The last detail is of course the most interesting point: Herodotus’ argument that the story cannot be true, is the best proof that it really happened. In class, I often use this to explain Herodotus’ method: he tells the stories he heard, but he does not always believe it himself. He’s not a simple teller of tall stories, but is sometimes skeptical, and the reader must be extremely alert if he wants to learn – to decode – Herodotus’ own ideas. (Nearly all modern literature about the battle at Thermopylae is irrelevant, because almost all scholars have ignored that it is introduced with the highly significant gnomê, “in my opinion”: Herodotus does not claim that Leonidas’ presumed self-sacrifice is a fact.)
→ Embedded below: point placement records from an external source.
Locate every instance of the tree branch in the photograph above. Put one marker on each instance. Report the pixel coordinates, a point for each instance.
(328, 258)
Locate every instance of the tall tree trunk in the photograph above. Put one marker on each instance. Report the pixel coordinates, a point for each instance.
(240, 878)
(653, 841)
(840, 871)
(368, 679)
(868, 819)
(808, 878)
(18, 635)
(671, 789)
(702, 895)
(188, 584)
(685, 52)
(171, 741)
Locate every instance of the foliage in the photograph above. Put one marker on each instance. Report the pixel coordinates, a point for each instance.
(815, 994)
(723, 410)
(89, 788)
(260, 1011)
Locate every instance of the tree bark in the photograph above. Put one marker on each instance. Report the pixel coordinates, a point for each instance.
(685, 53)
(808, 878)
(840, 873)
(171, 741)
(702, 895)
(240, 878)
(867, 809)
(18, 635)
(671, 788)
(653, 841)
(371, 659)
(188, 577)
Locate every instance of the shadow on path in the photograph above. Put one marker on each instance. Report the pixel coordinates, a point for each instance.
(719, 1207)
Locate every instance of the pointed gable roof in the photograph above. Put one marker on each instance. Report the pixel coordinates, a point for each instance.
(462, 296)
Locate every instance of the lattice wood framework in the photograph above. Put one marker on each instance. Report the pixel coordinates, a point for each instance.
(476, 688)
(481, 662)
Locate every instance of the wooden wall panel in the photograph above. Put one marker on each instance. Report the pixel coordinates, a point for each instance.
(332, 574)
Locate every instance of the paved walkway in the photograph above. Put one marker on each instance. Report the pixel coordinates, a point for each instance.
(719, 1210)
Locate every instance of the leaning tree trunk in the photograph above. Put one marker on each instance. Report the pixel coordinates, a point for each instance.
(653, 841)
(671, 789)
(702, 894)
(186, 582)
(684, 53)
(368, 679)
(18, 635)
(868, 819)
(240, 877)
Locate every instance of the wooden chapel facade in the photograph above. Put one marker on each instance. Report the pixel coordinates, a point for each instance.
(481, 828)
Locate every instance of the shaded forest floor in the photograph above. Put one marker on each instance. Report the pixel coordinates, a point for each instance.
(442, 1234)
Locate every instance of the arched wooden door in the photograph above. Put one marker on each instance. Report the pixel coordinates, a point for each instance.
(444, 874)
But to return to our Phoenician explorers, it is interesting to know that at this very moment, a group of mostly British sailors is trying to repeat the great voyage. You will find their website here and you can track them here. I must confess that I am a bit puzzled about their route, because they do not stay close to the shore, as the ancient Phoenicians must have done (explanation). I can understand that they wanted to evade the Somalian pirates, so it makes sense that they made a detour to a point even east of the Seychelles, but I am surprised that in the Atlantic, they visited Saint Helena. As a landlubber, I can only think of sea currents, but somehow, it strikes me as a bit inauthentic.
That being said, it is a good thing that archaeology can be presented as an adventure. The real adventure is, of course, intellectual, but our neo-Phoenicians make science accessible and comprehensible in a way that is better than imitating Indiana Jones, as Zahi Hawass does.